The paper tackles the problem of pixel-wise semantic segmentation for scene understanding by introducing Bayesian SegNet, a framework that predicts pixel class labels with model uncertainty using Monte Carlo dropout at test time. The result is a 2-3% improvement in segmentation performance across architectures like SegNet, FCN, and Dilation Network, with no extra parameters, and better performance on smaller datasets.
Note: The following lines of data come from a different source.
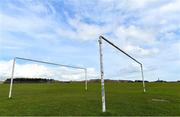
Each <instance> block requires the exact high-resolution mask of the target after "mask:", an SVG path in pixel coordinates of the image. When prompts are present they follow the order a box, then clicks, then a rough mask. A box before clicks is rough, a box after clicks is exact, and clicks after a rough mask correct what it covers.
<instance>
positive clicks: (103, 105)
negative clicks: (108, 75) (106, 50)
mask: <svg viewBox="0 0 180 117" xmlns="http://www.w3.org/2000/svg"><path fill="white" fill-rule="evenodd" d="M103 40H104V41H105V42H107V43H108V44H110V45H111V46H112V47H114V48H116V49H117V50H119V51H120V52H122V53H123V54H125V55H126V56H128V57H129V58H131V59H132V60H133V61H135V62H136V63H138V64H139V65H140V68H141V76H142V83H143V91H144V92H146V88H145V83H144V73H143V64H142V63H141V62H139V61H137V60H136V59H135V58H133V57H132V56H130V55H129V54H127V53H126V52H125V51H123V50H122V49H120V48H119V47H117V46H116V45H115V44H113V43H112V42H110V41H109V40H108V39H106V38H105V37H103V36H99V40H98V42H99V54H100V78H101V94H102V112H106V102H105V89H104V68H103V50H102V41H103Z"/></svg>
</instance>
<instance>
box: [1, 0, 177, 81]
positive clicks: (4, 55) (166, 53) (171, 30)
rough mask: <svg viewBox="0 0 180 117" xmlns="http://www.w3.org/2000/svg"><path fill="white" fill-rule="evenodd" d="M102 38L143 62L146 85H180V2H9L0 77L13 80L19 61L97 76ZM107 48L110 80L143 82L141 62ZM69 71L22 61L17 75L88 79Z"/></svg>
mask: <svg viewBox="0 0 180 117" xmlns="http://www.w3.org/2000/svg"><path fill="white" fill-rule="evenodd" d="M100 35H104V36H105V37H107V38H108V39H109V40H111V41H112V42H114V43H116V44H117V46H119V47H120V48H122V49H123V50H125V51H126V52H128V53H129V54H130V55H132V56H134V57H135V58H136V59H138V60H139V61H140V62H142V63H143V65H144V70H145V79H146V80H157V78H158V77H159V78H160V79H162V80H180V0H3V2H0V78H1V80H2V79H4V77H9V76H10V73H11V67H12V59H13V58H14V57H15V56H19V57H24V58H32V59H37V60H44V61H50V62H57V63H61V64H68V65H75V66H80V67H86V68H88V71H89V78H94V77H97V76H98V74H99V53H98V52H99V50H98V49H99V48H98V43H97V40H98V37H99V36H100ZM103 48H104V53H105V55H104V63H105V75H106V78H112V79H132V80H133V79H140V78H141V77H140V73H139V66H138V65H137V64H136V63H134V62H133V61H131V60H130V59H128V58H127V57H125V56H124V55H123V54H120V53H118V51H115V50H113V49H112V48H111V47H110V46H108V45H107V44H105V43H104V47H103ZM64 69H65V68H53V69H52V68H51V67H50V66H47V65H46V66H45V65H42V64H36V63H30V62H29V63H23V62H22V61H17V70H16V71H15V74H16V76H18V75H19V76H26V77H27V76H30V75H32V76H39V77H42V76H47V77H48V76H51V77H56V79H58V77H59V79H61V78H62V77H63V78H64V79H66V78H67V79H69V80H70V79H71V78H72V80H78V79H83V73H79V71H78V73H74V71H71V70H69V69H67V68H66V70H64ZM68 70H69V71H68ZM58 71H59V72H58ZM62 74H66V75H67V74H70V75H68V76H67V77H65V76H66V75H65V76H63V75H62Z"/></svg>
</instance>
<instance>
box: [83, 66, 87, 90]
mask: <svg viewBox="0 0 180 117" xmlns="http://www.w3.org/2000/svg"><path fill="white" fill-rule="evenodd" d="M84 70H85V90H87V69H84Z"/></svg>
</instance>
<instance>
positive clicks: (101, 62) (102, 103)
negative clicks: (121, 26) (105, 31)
mask: <svg viewBox="0 0 180 117" xmlns="http://www.w3.org/2000/svg"><path fill="white" fill-rule="evenodd" d="M99 53H100V72H101V73H100V74H101V76H100V77H101V95H102V112H106V102H105V89H104V70H103V54H102V39H101V37H99Z"/></svg>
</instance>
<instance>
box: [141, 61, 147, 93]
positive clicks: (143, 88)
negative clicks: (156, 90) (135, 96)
mask: <svg viewBox="0 0 180 117" xmlns="http://www.w3.org/2000/svg"><path fill="white" fill-rule="evenodd" d="M140 66H141V75H142V81H143V90H144V92H146V87H145V83H144V73H143V65H142V64H140Z"/></svg>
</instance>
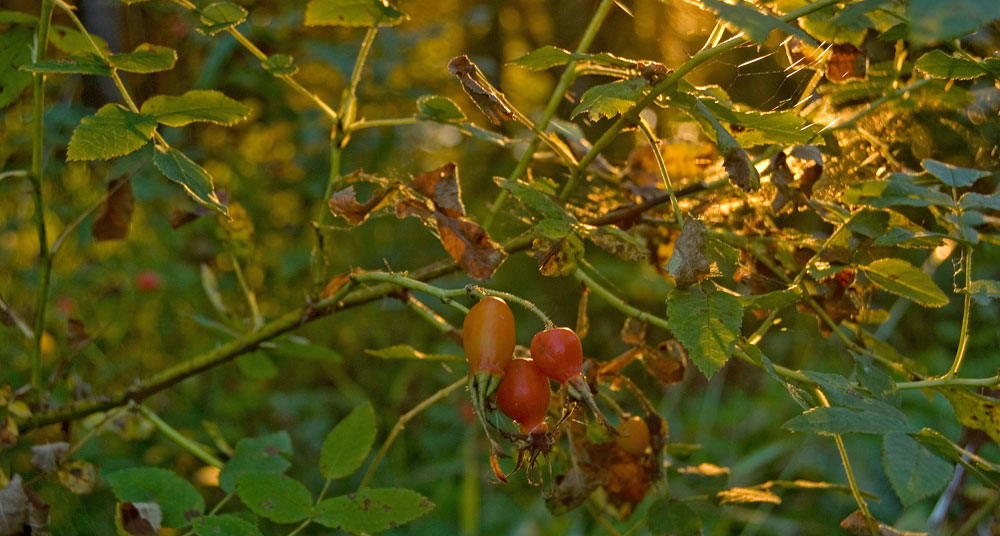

We present a deep learning framework for probabilistic pixel-wise semantic segmentation, which we term Bayesian SegNet. Semantic segmentation is an important tool for visual scene understanding and a meaningful measure of uncertainty is essential for decision making. Our contribution is a practical system which is able to predict pixel-wise class labels with a measure of model uncertainty. We achieve this by Monte Carlo sampling with dropout at test time to generate a posterior distribution of pixel class labels. In addition, we show that modelling uncertainty improves segmentation performance by 2-3% across a number of state of the art architectures such as SegNet, FCN and Dilation Network, with no additional parametrisation. We also observe a significant improvement in performance for smaller datasets where modelling uncertainty is more effective. We benchmark Bayesian SegNet on the indoor SUN Scene Understanding and outdoor CamVid driving scenes datasets.